[This edited article by Chanda Chisala was first presented to the Zambian President, Levy P. Mwanawasa in 2007, before publication that same year. The president subsequently expressed his opposition to adding these new “rights” to the Zambian constitution.]
After publishing my series of internet articles on “the Zambian Constitutional Debate,” in which I theorized that the root of the contentious constitutional debate is simply a matter of ideology (specifically Marxist ideology) trying to stealthily impose itself on a nation (Chisala, 2007), I was curious to see if someone else had already noticed this scheme. You always get more confidence that your theory is right when you have other people to corroborate your observations.
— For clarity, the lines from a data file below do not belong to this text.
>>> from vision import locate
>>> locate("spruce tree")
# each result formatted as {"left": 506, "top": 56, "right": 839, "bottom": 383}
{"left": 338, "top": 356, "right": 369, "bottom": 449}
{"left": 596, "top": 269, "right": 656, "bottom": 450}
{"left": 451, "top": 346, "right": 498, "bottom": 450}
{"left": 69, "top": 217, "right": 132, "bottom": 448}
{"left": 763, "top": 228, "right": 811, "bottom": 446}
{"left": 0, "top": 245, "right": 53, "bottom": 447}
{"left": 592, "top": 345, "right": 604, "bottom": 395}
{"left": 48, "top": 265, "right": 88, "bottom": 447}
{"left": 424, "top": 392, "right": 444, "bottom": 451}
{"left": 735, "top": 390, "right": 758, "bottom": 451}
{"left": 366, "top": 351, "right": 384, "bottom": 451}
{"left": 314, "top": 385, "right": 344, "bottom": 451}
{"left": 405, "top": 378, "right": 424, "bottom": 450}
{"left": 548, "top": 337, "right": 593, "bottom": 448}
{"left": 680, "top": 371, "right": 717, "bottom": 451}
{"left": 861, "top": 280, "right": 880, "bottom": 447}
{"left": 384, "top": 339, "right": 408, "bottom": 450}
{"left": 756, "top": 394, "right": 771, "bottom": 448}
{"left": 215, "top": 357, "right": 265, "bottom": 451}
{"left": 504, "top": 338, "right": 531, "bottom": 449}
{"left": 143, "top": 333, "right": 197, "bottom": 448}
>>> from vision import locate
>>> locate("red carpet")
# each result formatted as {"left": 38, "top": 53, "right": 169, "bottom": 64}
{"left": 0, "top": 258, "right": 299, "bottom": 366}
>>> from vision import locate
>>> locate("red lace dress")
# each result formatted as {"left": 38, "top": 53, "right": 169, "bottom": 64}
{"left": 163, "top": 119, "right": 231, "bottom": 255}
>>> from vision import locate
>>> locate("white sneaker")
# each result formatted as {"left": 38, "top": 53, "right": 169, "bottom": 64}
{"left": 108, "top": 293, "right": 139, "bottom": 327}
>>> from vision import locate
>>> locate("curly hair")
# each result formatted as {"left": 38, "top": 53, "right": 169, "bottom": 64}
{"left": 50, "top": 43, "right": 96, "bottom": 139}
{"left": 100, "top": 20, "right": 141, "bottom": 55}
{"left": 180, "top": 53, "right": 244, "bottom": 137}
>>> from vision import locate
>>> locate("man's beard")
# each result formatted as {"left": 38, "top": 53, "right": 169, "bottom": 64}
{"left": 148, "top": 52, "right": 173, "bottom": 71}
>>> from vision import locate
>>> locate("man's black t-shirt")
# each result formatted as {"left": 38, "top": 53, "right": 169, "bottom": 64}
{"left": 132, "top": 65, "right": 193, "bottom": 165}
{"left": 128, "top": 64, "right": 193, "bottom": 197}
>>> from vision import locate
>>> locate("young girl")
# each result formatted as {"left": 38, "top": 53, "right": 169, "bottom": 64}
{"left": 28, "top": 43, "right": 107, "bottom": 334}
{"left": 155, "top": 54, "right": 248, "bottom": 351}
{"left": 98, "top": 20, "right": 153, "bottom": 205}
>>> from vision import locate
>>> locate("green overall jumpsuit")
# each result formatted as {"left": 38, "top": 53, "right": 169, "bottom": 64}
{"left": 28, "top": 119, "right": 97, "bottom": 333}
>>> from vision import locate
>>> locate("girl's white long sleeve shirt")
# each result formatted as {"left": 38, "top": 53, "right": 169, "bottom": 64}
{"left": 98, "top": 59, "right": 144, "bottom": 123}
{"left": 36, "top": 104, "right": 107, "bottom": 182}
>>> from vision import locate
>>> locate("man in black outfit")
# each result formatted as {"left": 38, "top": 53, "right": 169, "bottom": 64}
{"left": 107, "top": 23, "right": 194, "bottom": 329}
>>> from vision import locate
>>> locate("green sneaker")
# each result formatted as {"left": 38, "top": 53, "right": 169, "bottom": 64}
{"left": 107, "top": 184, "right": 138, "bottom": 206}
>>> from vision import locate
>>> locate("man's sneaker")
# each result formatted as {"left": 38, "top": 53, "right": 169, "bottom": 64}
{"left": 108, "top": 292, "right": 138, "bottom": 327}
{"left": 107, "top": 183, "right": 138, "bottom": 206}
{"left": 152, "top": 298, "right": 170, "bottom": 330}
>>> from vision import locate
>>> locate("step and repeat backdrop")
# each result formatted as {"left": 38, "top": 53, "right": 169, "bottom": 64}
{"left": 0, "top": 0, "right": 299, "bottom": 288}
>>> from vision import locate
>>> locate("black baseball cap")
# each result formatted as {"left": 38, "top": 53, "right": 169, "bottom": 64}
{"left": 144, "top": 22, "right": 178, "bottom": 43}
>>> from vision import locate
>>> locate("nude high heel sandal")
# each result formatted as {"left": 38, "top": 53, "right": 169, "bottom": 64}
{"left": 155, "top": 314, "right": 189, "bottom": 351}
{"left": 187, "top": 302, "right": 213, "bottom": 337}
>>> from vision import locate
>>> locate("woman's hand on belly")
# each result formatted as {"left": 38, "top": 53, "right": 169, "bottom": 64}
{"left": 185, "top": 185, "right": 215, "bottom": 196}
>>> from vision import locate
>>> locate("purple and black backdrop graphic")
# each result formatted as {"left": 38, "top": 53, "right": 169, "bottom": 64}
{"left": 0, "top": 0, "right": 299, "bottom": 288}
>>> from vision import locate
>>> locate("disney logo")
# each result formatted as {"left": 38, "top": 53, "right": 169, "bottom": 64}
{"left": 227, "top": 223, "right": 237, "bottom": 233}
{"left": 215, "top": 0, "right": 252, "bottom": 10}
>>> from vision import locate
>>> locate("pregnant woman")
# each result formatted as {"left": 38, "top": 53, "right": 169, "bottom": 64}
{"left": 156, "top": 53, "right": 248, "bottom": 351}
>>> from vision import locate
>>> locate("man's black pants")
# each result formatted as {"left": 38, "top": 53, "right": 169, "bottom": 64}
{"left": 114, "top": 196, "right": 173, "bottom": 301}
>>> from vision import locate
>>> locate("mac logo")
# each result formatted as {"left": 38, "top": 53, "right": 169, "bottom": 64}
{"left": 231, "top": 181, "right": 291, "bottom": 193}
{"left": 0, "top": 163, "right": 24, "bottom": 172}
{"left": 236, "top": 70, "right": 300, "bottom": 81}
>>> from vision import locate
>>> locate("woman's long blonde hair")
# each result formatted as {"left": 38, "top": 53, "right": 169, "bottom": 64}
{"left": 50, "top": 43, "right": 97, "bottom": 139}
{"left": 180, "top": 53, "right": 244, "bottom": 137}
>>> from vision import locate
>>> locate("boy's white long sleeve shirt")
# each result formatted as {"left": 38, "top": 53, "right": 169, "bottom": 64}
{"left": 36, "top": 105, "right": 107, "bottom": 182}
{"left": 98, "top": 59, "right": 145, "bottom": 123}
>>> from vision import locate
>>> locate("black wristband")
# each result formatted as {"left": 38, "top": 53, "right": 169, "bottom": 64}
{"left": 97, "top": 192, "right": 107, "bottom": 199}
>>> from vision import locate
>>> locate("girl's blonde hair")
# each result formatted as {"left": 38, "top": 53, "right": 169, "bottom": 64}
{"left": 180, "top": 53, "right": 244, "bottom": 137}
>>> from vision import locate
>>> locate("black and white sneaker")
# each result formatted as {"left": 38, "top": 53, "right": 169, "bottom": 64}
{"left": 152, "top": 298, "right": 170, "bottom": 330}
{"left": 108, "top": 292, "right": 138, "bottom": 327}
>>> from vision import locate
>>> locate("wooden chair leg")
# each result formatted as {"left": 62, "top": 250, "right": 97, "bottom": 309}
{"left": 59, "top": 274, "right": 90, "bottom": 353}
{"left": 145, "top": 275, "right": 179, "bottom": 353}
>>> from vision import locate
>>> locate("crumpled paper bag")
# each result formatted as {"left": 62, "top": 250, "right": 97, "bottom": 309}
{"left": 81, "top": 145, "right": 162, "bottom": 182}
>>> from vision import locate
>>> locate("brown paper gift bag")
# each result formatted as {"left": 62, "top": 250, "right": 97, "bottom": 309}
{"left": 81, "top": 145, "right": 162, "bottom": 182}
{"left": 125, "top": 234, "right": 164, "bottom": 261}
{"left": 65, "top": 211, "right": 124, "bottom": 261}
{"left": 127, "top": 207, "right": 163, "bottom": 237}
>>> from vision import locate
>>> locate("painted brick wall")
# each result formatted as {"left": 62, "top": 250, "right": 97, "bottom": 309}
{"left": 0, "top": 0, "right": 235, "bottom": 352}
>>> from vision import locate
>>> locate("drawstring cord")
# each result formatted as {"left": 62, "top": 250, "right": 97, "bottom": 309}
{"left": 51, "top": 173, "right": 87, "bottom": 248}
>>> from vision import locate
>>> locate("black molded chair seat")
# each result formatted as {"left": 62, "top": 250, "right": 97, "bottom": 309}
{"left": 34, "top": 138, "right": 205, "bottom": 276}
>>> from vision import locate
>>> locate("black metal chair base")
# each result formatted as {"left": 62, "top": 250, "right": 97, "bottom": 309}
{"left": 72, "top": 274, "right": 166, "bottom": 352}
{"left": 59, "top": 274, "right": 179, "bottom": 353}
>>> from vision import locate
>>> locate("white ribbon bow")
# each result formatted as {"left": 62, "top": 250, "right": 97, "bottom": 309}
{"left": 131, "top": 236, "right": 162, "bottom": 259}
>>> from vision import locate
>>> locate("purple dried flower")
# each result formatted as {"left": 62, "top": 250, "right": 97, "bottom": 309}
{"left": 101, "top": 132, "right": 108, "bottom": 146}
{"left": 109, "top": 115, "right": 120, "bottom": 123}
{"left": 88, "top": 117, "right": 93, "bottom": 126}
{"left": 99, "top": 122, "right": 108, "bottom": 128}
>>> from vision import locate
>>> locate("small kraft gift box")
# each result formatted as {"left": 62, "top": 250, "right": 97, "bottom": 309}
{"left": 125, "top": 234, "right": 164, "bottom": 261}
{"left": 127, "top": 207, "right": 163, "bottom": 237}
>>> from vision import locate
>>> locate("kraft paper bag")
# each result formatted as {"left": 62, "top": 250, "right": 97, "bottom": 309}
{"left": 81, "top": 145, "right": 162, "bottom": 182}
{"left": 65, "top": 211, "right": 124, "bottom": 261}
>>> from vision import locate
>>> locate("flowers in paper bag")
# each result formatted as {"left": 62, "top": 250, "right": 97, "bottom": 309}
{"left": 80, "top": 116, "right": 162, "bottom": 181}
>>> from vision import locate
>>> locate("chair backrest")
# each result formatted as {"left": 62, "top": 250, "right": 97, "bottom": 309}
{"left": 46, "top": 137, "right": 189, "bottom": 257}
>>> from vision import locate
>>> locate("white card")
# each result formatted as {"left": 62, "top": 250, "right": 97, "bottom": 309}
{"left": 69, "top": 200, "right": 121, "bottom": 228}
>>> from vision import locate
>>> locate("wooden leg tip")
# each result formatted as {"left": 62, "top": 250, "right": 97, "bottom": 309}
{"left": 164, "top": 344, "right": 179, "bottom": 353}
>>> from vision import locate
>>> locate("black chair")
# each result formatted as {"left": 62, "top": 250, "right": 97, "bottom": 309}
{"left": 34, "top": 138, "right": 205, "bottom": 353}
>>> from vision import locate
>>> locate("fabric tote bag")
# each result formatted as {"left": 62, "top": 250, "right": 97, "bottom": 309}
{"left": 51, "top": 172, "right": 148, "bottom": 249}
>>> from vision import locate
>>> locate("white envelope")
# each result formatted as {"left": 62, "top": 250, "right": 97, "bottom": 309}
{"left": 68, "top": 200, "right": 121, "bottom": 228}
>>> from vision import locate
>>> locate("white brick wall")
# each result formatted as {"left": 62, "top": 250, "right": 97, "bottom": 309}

Although I did not find much support from Zambian commentators on this issue (virtually all the Zambian articles I found were, unfortunately, in favour of changing the Bill of Rights to include the social, economic and cultural rights), I was encouraged to discover that another nation, the United States of America, has in fact faced this same challenge before, and indeed some of its intellectuals did identify this surreptitious plot of some unrepentant Marxists to turn America into a socialist or communist state, legislatively, and to thus make the dream of individualism and free market enterprise practically illegal in America itself (in short, to forever banish the “American dream”). Fortunately, they failed to achieve this in America, but they are now trying to prey on some unsuspecting African nations by giving fallacious arguments to force constitutional socialism and Marxism on them.
The people who are fighting to have these social and economic rights included in our Bill of Rights are using the United Nations’ International Covenant on Economic, Social and Cultural Rights (ICESCR), that are also informally referred to as “second generation rights,” as the basis for their campaign. Their argument basically is that Zambia should put this into its constitution because progressive societies are going along this route of entrenching this UN covenant into their constitutions (Mwale, 2004).